Reportage sur les enfants accusés de sorcellerie à Kinshasa
Les faits que je raconte se sont passés en février 2009. Je n’ai jamais pensé raconter tout ça, peut-être pour oublier. Mais je réalise que ce genre de choses ne s’oublie pas, qu’on en reste marqué à vie.
Tout a commencé lorsque Freddy Mata, un collègue journaliste et moi, avons reçu une bourse de Journalists for Human Rights, une ONG canadienne. Cette bourse devait nous permettre de réaliser des reportages, que nous devions diffuser à la radio. Ayant plusieurs fois participé à des campagnes sur la question que nous comptions traiter- les enfants accusés de sorcellerie-Freddy a suggéré ce thème. Ensemble, nous avons travaillé sur les angles à traiter, choisi les personnes à interroger et formé une petite équipe de 3 pour nos descentes sur le terrain. Emmanuel, un ancien collègue de la radio qui travaillait alors dans une autre radio privée, devait nous rejoindre et produire des reportages pour sa radio.

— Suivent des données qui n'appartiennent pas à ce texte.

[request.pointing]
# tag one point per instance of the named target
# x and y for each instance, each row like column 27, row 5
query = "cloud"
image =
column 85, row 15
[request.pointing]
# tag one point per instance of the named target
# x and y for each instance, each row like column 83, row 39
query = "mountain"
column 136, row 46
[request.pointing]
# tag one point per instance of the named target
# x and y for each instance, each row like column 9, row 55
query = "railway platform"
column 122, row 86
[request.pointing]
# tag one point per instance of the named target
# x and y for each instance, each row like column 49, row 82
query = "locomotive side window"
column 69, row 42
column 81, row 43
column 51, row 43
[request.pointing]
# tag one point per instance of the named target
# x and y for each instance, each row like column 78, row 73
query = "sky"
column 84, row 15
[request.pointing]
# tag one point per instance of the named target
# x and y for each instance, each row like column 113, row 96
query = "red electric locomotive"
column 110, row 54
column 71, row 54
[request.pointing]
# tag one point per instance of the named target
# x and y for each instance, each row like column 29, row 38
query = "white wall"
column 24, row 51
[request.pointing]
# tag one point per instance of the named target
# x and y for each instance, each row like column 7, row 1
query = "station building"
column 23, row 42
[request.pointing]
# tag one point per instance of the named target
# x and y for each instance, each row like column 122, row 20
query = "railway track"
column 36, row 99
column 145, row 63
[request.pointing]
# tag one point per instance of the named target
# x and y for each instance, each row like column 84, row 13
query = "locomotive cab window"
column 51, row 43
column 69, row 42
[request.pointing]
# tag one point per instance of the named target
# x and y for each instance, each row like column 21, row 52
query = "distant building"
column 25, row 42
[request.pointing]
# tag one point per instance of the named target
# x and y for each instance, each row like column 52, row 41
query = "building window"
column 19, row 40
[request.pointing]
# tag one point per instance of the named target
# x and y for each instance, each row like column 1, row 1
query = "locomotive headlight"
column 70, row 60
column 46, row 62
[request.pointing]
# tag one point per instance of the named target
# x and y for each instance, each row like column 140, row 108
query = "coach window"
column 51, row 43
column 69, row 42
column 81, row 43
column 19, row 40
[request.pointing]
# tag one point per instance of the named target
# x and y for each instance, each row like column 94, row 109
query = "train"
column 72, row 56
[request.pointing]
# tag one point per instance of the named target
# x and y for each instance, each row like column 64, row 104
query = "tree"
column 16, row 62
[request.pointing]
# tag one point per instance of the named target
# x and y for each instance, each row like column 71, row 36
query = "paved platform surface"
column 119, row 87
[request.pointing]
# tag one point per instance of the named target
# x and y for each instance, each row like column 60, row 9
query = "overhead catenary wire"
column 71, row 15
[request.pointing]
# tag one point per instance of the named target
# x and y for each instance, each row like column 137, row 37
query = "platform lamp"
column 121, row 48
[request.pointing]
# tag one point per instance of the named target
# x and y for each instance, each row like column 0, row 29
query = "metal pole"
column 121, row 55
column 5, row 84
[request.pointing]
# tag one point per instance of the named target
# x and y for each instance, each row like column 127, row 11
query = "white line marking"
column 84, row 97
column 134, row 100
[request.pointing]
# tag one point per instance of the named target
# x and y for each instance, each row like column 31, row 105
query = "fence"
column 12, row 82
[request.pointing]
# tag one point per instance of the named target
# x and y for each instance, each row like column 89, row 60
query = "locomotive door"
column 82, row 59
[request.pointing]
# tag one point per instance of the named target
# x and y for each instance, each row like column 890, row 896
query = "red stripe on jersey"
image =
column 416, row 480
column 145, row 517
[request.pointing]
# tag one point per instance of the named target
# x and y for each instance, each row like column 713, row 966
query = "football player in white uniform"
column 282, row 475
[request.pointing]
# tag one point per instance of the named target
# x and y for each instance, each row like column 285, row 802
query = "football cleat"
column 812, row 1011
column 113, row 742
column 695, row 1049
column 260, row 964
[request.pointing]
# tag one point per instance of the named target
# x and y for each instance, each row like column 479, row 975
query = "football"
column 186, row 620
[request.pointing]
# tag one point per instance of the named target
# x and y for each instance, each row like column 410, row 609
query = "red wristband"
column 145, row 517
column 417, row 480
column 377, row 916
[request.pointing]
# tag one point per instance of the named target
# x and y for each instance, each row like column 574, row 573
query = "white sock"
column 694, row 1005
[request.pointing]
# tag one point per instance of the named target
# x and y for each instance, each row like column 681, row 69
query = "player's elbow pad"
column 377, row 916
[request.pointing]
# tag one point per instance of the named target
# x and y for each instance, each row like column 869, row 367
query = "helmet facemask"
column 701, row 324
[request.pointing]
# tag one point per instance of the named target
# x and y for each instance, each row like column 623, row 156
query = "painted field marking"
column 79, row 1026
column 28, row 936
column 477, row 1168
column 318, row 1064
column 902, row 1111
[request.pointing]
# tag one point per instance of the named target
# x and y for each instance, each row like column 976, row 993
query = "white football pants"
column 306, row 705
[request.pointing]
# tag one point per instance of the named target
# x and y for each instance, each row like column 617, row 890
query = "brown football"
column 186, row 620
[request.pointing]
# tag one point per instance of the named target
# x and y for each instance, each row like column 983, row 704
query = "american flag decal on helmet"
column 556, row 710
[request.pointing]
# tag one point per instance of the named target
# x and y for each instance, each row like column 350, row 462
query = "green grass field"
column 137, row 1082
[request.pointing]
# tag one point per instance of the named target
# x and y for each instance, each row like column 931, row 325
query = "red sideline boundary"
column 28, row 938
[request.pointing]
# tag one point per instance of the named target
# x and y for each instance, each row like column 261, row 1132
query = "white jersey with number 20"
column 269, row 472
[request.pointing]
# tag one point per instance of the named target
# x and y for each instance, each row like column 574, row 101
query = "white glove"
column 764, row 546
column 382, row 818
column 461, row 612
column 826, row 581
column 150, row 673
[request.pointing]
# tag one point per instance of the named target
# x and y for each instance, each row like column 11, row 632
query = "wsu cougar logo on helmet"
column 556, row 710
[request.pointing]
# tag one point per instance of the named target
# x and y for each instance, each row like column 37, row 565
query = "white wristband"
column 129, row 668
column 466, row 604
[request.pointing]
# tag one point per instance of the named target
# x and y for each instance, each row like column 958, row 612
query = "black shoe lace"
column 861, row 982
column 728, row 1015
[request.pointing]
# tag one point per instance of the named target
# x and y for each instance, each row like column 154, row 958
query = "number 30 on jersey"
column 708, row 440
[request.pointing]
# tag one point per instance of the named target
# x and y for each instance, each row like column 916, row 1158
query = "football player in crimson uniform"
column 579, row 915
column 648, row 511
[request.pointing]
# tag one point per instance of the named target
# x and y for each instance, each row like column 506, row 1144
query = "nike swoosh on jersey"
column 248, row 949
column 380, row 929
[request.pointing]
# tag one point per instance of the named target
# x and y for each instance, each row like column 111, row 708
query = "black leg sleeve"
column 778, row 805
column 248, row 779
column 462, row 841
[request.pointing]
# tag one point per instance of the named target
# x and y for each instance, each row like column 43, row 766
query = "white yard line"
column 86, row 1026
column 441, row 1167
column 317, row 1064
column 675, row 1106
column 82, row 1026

Première étape, la rencontre avec des enfants accusés de sorcellerie. Cela s’est passé dans un centre qui accueillait des jeunes filles chassées de chez elles. Elles y étaient logées, nourries et fabriquaient des sacs en laine et autres petits accessoires avec l’encadrement des sœurs qui géraient l’endroit. Le directeur nous a accueilli et nous a expliqué que la plupart des filles, des adolescentes, s’étaient habituées à la vie dans la rue et malgré l’hébergement leur offert au centre, elles préféraient aller au centre-ville demander de l’argent aux passants et même se prostituer parfois pour des sommes minimes (entre 500 et 1000 francs congolais, soit la moitié d’un dollar ou un dollar). Beaucoup aussi ont adopté le mensonge comme mécanisme de défense, inventant des histoires à chaque fois qu’il leur était demandé de raconter leur vie. Nous avons néanmoins pu interroger quelques filles. L’une d’entre elles, Angèle, 14 ans, nous rapporte que sa tante a dit à sa mère que la jeune fille était la cause des malheurs de la famille et que si elle ne la chassait pas, toute la famille en souffrirait. Elle martèle d’une voix triste « Je ne suis pas une sorcière… ». Sarah est encore plus jeune. 11 ou 12 ans. De sa voix tremblotante, elle raconte que le mari de sa grande sœur la battait, l’accusant d’être à la base du retard de croissance de leur fille. Il l’a emmenée dans une église, où la jeune fille est restée à jeun 6 jours « pour faire partir les démons ». Excédée, elle est partie, pour fuir tout cela.